AZAZEL
27-12-2005, 13:13
Önce, kısaca, Tiyatro... Tiyatro...’nun bu sıkıntısının nereden geldiğini anlatarak başlayayım.
1998 yılında gerçekleştirdiğimiz, “1. Uluslararası İstanbul Çocuk Tiyatroları Festivali”, “Eğitim Programı” ve “1. Türkiye Çocuk Tiyatrosu” etkinliğinde zamanın Kültür Bakanı İstemihan Talay’ın bakanlık olarak taahhüt ettiği desteğin önemli bir kısmını son anda yapmamasından, ertesi yıl özür dileyip, hatanın kendilerinde olduğunu ifade edip, geçmişdeki eksik yaptıkları katkıyı da yapacaklarını ifade etmesi...
ve sonrasında körfez depremi…
ardından İ. Rahmi Dilligil döneminde yaşananlar karşısında,
Kültür Bakanlığı’nın eksik kalan desteği de vermesinin ötesinde...
ve hatta yeni destekler bile verilmesi için bizden istenenler… sonucunda…
kalemimizin namusunu koruduk… sonuç!..
D.T'ları ilanları kesildiği gibi...
özel sektörden aldığımız bazı ilanlar da anlaşılmaz bir biçimde bıçak gibi kesilmişti, kesilmişti çünkü, “bedeli!” karşılığı verilmek istenen destekler için, istedikleri “bedel!”i, yani; görmeme, duymama, yazmama “bedel!”ini ödemeyi kabul etmemiştik. İyi de yapmıştık, aksini değil yapmak, aklımızdan bile geçiremezdik.
O dönemde, ne vergi borçlarımızı, ne sigorta borçlarımızı ödeyebildik ne de Still Matbaası’na olan borçlarımızı ödeyebildik, dostlarımızdan elden aldığımız borçlarımızı bile ödeyemedik. Kirayı ödeyemedik, ofisimizden ayrıldık. Bugünlere geldik tekrar, amma… (*)
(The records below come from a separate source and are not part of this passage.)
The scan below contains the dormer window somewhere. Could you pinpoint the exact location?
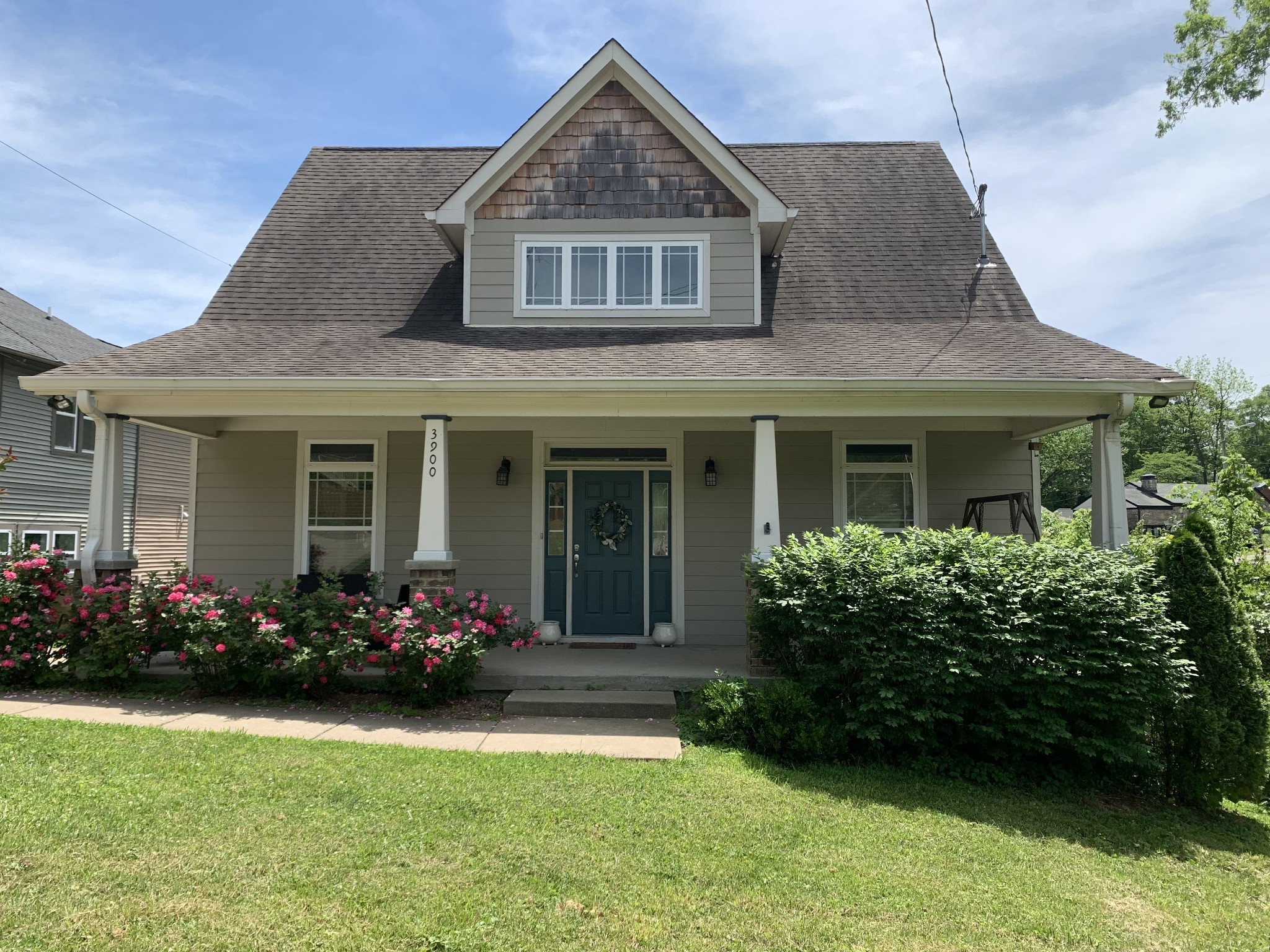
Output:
[515,235,710,317]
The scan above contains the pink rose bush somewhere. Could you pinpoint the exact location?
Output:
[366,589,538,702]
[0,550,537,700]
[0,546,74,685]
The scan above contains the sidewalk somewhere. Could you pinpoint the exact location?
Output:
[0,690,681,760]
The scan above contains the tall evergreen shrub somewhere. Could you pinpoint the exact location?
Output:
[750,526,1189,782]
[1158,514,1270,806]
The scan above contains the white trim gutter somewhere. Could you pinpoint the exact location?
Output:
[18,373,1195,396]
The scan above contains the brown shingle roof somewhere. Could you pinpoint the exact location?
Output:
[47,142,1179,379]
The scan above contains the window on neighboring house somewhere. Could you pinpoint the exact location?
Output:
[520,239,706,312]
[842,441,918,532]
[53,532,79,558]
[53,408,79,453]
[22,529,48,552]
[53,408,97,453]
[305,442,378,575]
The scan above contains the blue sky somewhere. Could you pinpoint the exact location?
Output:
[0,0,1270,383]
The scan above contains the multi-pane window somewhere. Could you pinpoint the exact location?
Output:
[649,482,670,556]
[305,443,377,575]
[842,442,918,532]
[525,245,564,307]
[521,240,706,311]
[548,481,565,556]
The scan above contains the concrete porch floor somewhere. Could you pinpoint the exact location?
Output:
[473,645,748,690]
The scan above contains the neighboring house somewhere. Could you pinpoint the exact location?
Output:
[0,288,190,570]
[1076,474,1209,533]
[24,42,1191,670]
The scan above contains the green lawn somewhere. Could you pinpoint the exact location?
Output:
[0,716,1270,952]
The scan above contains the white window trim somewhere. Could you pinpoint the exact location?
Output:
[48,529,79,558]
[18,529,51,552]
[512,234,710,320]
[295,433,388,575]
[833,433,926,533]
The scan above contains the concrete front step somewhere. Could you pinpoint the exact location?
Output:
[503,690,676,718]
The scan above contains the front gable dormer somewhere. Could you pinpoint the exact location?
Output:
[428,41,796,327]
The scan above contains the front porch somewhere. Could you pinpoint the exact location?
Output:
[40,385,1153,690]
[473,643,749,690]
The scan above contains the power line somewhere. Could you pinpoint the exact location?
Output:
[926,0,979,193]
[0,138,234,268]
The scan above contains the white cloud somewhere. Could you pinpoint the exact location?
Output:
[505,0,1270,382]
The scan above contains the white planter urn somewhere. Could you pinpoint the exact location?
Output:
[538,622,564,645]
[653,622,680,647]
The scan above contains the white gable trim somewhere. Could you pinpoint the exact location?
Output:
[428,39,797,254]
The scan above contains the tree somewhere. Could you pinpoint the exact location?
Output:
[1238,386,1270,477]
[1156,0,1270,137]
[1127,452,1202,482]
[1157,513,1270,808]
[1040,424,1093,509]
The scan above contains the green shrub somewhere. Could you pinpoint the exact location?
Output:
[693,678,841,763]
[749,526,1190,782]
[1158,513,1270,808]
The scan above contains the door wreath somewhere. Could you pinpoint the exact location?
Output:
[590,499,635,552]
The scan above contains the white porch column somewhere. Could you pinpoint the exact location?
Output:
[1090,403,1133,549]
[749,416,781,558]
[405,414,458,596]
[76,390,136,583]
[414,414,455,562]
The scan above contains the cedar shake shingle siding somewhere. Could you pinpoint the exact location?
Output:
[42,142,1180,381]
[476,80,749,218]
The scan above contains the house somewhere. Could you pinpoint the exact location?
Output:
[0,288,192,571]
[1076,472,1270,534]
[23,41,1191,687]
[1076,474,1209,533]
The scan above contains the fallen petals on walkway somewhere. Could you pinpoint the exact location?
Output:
[0,690,681,760]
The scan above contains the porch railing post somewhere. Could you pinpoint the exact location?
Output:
[749,416,781,558]
[745,415,781,678]
[1090,403,1133,549]
[76,391,137,583]
[405,414,458,596]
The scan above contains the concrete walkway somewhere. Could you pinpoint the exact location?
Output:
[0,690,681,760]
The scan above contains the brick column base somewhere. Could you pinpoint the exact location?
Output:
[405,558,458,598]
[745,581,777,678]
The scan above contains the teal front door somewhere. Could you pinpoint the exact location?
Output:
[571,471,647,635]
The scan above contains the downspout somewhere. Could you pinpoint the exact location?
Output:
[75,390,107,585]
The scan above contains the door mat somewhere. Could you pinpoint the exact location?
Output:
[569,641,635,650]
Hatırlayanlar vardır sanırım, üç yıl gibi bir süre, dergi yayımlanmayla, yayımlanmama arasında gidip geldi, zaman zaman iki sayıyı, bazen de üç sayıyı birleştirerek, yayımlanıyormuş gibi yaptık... Ucunu bırakmayalım istedik, bırakırsak bir daha yakalayamayız sandık...
O gün, Devlet Tiyatroları’nda yaşanan olaylarda telefonlarımız susmak bilmedi, hemen hemen her arayan arkadaş, “Yahu bir türlü ABONE olamadım, hemen ABONE olacağım” diye başlayan ilk cümleden sonra kendi cümlesine devam etti, bekledik ama ABONE olan yoktu.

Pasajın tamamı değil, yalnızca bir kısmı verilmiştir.